A singular poet
Nobel laureate Louise Glück, delivering Doft Lecture, recalls Judaism of her youth, shares details from her writing life
Creative process and Jewish tradition were central to a lively conversation last Tuesday, as Nobel Prize-winning poet Louise Glück delivered the Center for Jewish Studies’ annual Doft Lecture. The poet was welcomed to Harvard by David Stern, director of the center and a professor of comparative literature, and John Coogan University Professor of Humanities Stephen Greenblatt.
Following Stern’s introduction, Greenblatt discussed the push and pull of Judaism in his own life. Seeing something of this “enigmatic relationship” in Glück’s work, he spoke of the weight of Judaism’s cultural and literary inheritance. Finally, admitting that he might be reaching too far to try to connect Glück’s work with religion, he praised the Cambridge-based poet for the achievement and intensity of her art. “It is she who is doing us a singular mitzvah,” Greenblatt said.
Glück, whose paternal grandparents were Hungarian Jews, responded that some of her work does engage with the inheritance noted by Greenblatt. The father of the twin infant protagonists of her new work of short fiction, “Marigold and Rose,” for example, is only half Jewish, but “has been afflicted with the full complement of Jewish guilt.”
Glück proceeded to read a selection of her work, from some of her earliest poems through “Marigold and Rose.” “Legend,” from the 1985 collection “The Triumph of Achilles,” seems to reference her family’s experience directly:
My father’s father came
to New York from Dhlua:
one misfortune followed another.
In Hungary, a scholar, a man of property.
Then failure: an immigrant
rolling cigars in a cold basement.… in such a world, to scorn
privilege, to love
reason and justice, always
to speak the truth —which has been
the salvation of our people
since to speak the truth gives
the illusion of freedom.
Kicking off the question-and-answer session, Greenblatt asked the poet about her experience of Judaism as a child.
“Did you go to shul? Did you go to Hebrew school?”
“Briefly, all of it,” Glück said, describing herself as “a child who had many lessons.” However, unlike her piano, flute, and ballet lessons, the religious teaching didn’t stick. A student who was “not good at languages” was not going to excel at Hebrew school.
“This was deeply troubling to me,” she continued, “so I tried being the worst at it.”
Although Glück failed in her effort to become the terror of the classroom (only succeeding in “being unpleasant”), her parents eventually gave in and allowed her to quit. Away from school, she attended High Holy Day services and fasted on Yom Kippur, the Day of Atonement, “sometimes.”
“It wasn’t so much that I was repelled by Judaism but that I was repelled by family,” Glück said. “I did not want to be a member of the family in which I was born, and I felt religion to be an emblem of that family.”
Questions from the audience focused on composition.

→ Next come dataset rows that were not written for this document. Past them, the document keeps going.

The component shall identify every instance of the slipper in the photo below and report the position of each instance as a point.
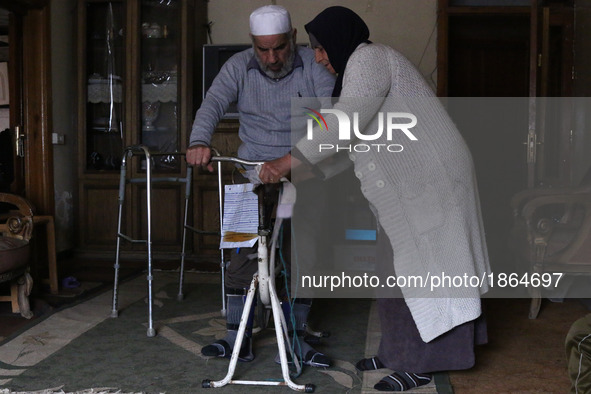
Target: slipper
(313, 358)
(369, 364)
(402, 381)
(70, 283)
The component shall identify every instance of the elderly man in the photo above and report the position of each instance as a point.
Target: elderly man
(262, 80)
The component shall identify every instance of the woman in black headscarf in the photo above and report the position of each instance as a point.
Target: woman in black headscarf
(425, 200)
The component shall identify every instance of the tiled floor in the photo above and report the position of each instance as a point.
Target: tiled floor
(522, 356)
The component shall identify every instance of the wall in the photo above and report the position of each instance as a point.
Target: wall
(64, 111)
(407, 25)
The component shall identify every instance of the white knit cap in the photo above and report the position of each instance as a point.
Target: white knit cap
(268, 20)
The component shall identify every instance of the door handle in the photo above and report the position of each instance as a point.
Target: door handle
(19, 140)
(532, 143)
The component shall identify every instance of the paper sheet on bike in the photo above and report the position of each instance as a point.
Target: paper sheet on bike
(241, 216)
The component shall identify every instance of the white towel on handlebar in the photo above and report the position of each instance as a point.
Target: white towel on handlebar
(287, 199)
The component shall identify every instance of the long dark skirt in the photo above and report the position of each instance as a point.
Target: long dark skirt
(401, 347)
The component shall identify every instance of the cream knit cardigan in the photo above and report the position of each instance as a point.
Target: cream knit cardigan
(424, 197)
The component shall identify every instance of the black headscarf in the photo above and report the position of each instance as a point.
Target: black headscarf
(339, 30)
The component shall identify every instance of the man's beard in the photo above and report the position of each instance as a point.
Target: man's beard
(287, 66)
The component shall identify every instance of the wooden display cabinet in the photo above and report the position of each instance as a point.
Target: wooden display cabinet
(137, 67)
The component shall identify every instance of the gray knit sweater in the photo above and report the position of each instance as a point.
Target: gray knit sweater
(264, 103)
(425, 197)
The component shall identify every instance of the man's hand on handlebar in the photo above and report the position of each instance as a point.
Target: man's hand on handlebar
(200, 155)
(273, 171)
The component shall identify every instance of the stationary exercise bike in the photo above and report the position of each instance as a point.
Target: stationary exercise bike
(263, 282)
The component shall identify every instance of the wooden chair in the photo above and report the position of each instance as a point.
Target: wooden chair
(16, 228)
(552, 233)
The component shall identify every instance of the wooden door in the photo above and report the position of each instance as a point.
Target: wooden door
(29, 110)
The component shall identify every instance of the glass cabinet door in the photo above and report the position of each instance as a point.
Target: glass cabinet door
(160, 58)
(105, 76)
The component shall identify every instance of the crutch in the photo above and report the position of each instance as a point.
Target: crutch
(264, 282)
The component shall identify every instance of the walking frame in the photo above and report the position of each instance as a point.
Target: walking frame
(263, 280)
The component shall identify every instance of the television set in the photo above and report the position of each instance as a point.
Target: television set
(214, 57)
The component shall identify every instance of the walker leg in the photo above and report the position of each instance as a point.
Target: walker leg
(151, 331)
(121, 198)
(180, 295)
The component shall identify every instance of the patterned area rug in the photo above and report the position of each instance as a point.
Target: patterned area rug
(81, 349)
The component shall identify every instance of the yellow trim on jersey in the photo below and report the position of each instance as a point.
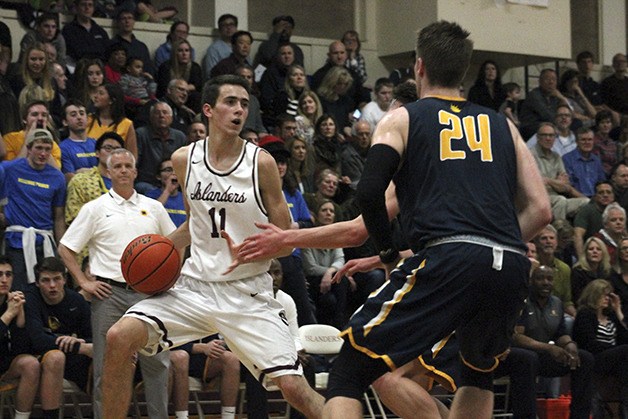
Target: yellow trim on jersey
(349, 332)
(388, 305)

But if anyone hoped to learn of an organized system that could be duplicated, they were out of luck.
“Every single poem has its own story,” Glück said. “Some take three minutes. Some take years.”
Nor does she follow a strict writing regimen. “I don’t sit at my desk and engage in my practice,” she said. That is not to say she never tried, only that she found the effort unproductive. “The anxiety was worse than the anxiety of doing nothing,” she said.

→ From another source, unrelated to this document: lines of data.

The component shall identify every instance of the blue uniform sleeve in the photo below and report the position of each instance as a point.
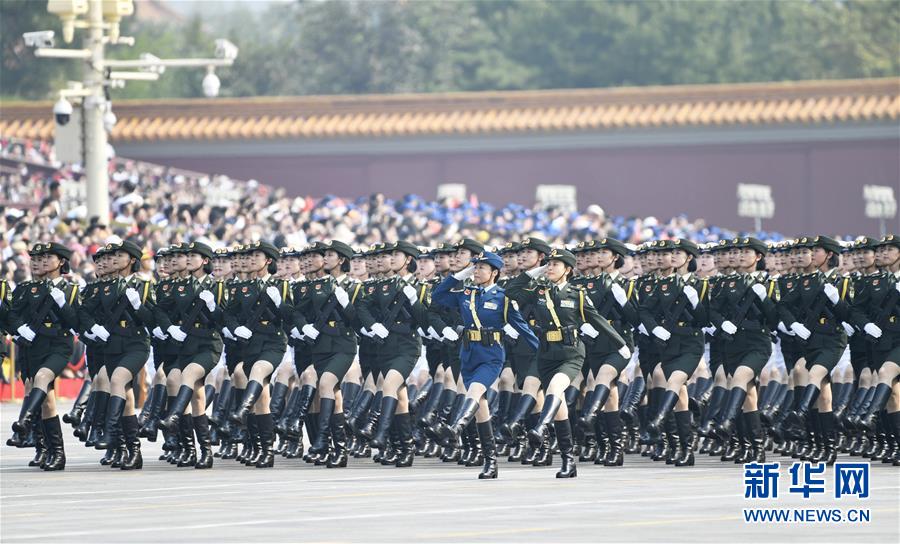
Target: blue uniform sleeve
(515, 319)
(443, 295)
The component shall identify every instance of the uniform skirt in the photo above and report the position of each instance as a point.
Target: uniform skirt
(828, 354)
(751, 349)
(335, 363)
(207, 355)
(684, 355)
(549, 368)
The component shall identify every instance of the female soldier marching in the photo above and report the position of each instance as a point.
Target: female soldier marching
(487, 318)
(43, 317)
(193, 318)
(254, 316)
(562, 313)
(124, 308)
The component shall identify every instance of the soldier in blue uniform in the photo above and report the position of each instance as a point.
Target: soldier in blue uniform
(487, 317)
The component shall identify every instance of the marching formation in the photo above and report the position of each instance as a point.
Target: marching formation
(738, 350)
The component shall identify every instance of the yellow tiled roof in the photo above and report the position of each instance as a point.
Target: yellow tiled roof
(518, 112)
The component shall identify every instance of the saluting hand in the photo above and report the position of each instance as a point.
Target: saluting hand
(133, 297)
(274, 295)
(58, 297)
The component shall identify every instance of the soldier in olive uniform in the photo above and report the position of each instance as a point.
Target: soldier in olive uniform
(254, 317)
(193, 319)
(43, 318)
(562, 314)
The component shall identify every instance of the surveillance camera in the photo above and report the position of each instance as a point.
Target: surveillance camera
(62, 110)
(211, 85)
(41, 38)
(226, 50)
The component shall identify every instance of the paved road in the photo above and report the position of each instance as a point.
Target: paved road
(432, 501)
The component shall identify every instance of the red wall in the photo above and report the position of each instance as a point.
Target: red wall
(817, 186)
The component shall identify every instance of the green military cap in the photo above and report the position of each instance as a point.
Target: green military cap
(866, 242)
(890, 240)
(616, 246)
(826, 243)
(340, 248)
(52, 248)
(444, 247)
(476, 247)
(563, 255)
(508, 247)
(200, 249)
(688, 246)
(406, 247)
(266, 248)
(536, 244)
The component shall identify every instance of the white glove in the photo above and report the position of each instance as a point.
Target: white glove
(100, 332)
(133, 297)
(210, 300)
(691, 293)
(465, 273)
(760, 290)
(588, 330)
(26, 332)
(619, 294)
(872, 330)
(831, 292)
(176, 333)
(58, 297)
(535, 272)
(801, 330)
(341, 296)
(380, 331)
(784, 329)
(310, 331)
(273, 293)
(450, 334)
(411, 293)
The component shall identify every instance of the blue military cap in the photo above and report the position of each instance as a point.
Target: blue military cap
(490, 258)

On the topic of revision, she acknowledged occasional frustration. “Sometimes I realize a poem is nowhere near finished, but I’ve played all my cards,” she said. Among other tactics, she might change the syntax: “It will jar the poem. Maybe.” Beyond that, listening to readers or adding another voice sometimes helps, she said.
She also relies on time and experience. “When I was young, I always had a sense of when something was done. I didn’t always have a sense of when something was good.”